The invitation works perfectly for Obama. Through his autobiography The Audacity of Hope and his public statements, the Senator had already positioned himself as one of the rare potential Democratic Presidential candidates who can truly talk the Christian talk. Today's speech can only reinforce that impression. Says Collin Hansen, an associate editor at the Evangelical monthly Christianity Today, " I think the Senator's political team, or whoever's making the decision, was smart to associate him with Warren. It suggests that there are Evangelical moderates that they can work with, or reach, or maybe even attract their votes."

The situation also enhances Warren's standing. For years, Billy Graham was lambasted for inviting theological liberals — as well as people unpopular in the Evangelical South, like Martin Luther King, Jr. — to his crusades. He invariably responded that the attendees were endorsing his cause, not the other way around. Graham knew that he would alienate some co-believers, but they were people he was happy to alienate. He was in the business of leading evangelicalism back into the American mainstream by distinguishing it from hard-core fundamentalism, one of whose most irritating characteristics was "second-degree separation," a philosophy of ostracizing other Christians simply for dealing with people considered less spiritually pure. Graham's national reputation flourished while that of his opponents suffered.

The last thing that political evangelicalism should do is play the fundamentalist to Warren's Graham. There are those like David Kuo, the former second-in-command at George W. Bush's faith-based office who expressed his frustrations in the recent book Tempting Faith, who feel that, as he puts it, "there is one camp [in Evangelicalism] who truly want to follow Jesus, and another, much narrower, the Christian political power brokers, who want to follow conservative politics." He thinks the latter will soon be exposed to the majority as wordly operators rather than God's servants and shrivel away. He regards some of Warren's more prominent critics this week as prime examples.

If those critics want to hang on a little longer... or for that matter, if they want to prove Kuo wrong both in his assessment and his prediction... or if they'd simply like to live up to the full meaning of their pro-life commitment, they should make peace with Obama's appearance at Saddleback.

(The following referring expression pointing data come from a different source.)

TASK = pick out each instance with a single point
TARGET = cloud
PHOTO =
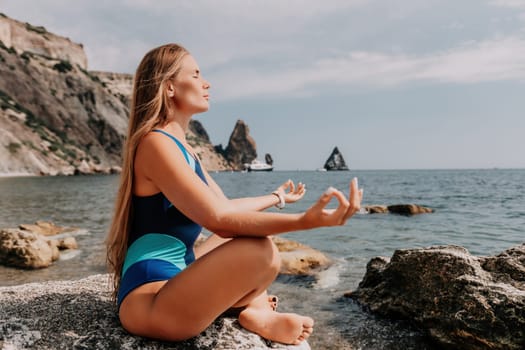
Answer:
(485, 61)
(508, 3)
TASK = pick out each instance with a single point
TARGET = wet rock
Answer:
(299, 259)
(335, 161)
(376, 209)
(409, 209)
(25, 249)
(34, 246)
(462, 301)
(46, 228)
(80, 315)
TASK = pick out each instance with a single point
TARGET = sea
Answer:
(482, 210)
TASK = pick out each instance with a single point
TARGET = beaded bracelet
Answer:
(281, 203)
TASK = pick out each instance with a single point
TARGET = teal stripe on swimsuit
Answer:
(187, 155)
(156, 246)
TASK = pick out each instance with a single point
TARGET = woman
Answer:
(166, 197)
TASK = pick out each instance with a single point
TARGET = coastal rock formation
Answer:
(402, 209)
(24, 37)
(58, 118)
(299, 259)
(463, 301)
(335, 161)
(34, 246)
(296, 258)
(55, 117)
(80, 315)
(241, 147)
(200, 141)
(25, 249)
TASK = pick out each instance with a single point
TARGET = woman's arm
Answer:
(169, 172)
(262, 202)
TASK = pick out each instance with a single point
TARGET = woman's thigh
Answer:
(186, 304)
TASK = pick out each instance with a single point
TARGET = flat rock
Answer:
(80, 315)
(462, 301)
(298, 258)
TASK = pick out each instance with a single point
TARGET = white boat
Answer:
(257, 165)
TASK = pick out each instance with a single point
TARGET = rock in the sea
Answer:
(80, 315)
(463, 301)
(34, 246)
(26, 249)
(46, 228)
(241, 147)
(299, 259)
(335, 161)
(402, 209)
(376, 209)
(409, 209)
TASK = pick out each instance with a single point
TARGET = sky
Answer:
(399, 84)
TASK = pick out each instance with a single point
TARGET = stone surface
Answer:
(299, 259)
(34, 246)
(24, 249)
(462, 301)
(335, 161)
(46, 228)
(58, 118)
(80, 315)
(409, 209)
(402, 209)
(241, 148)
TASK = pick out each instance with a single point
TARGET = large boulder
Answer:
(25, 249)
(402, 209)
(34, 246)
(463, 301)
(241, 147)
(80, 315)
(298, 258)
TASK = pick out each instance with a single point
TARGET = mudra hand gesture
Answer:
(293, 194)
(317, 215)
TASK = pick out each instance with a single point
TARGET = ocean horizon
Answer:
(480, 209)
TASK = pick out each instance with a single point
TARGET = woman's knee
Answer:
(263, 251)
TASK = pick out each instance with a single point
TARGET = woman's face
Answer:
(190, 90)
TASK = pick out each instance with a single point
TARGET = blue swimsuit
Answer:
(161, 238)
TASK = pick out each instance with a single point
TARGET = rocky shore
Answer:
(80, 315)
(460, 300)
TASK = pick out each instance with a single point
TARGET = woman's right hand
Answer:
(317, 215)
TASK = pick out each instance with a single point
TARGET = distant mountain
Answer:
(56, 117)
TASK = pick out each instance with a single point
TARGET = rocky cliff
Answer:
(56, 117)
(80, 315)
(335, 161)
(241, 147)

Otherwise, more broad-minded Christians may eventually demand a different kind of leadership.

At the conference today, Obama said he "respectfully but unequivocally" disagreed with those who do not want to include condom use in the fight against AIDS. But he also commented, "Let me say this loud and clear — I don't think that we can deny that there is a moral and spiritual component to prevention — that in too many places all over the world where HIV/AIDS is prevalent — including by the way right here in the United States — the relationship between men and women, between sexuality and spirituality, has broken down, and needs to be repaired." Obama, Warren and Brownback all took an AIDS test. And Warren, responding to the controversy, said "I've got two friends here, a Republican and a Democrat, why?" Warren asked. "Because you've got to have two wings to fly."

Unless, that is, you're content to stand on the runway yelling.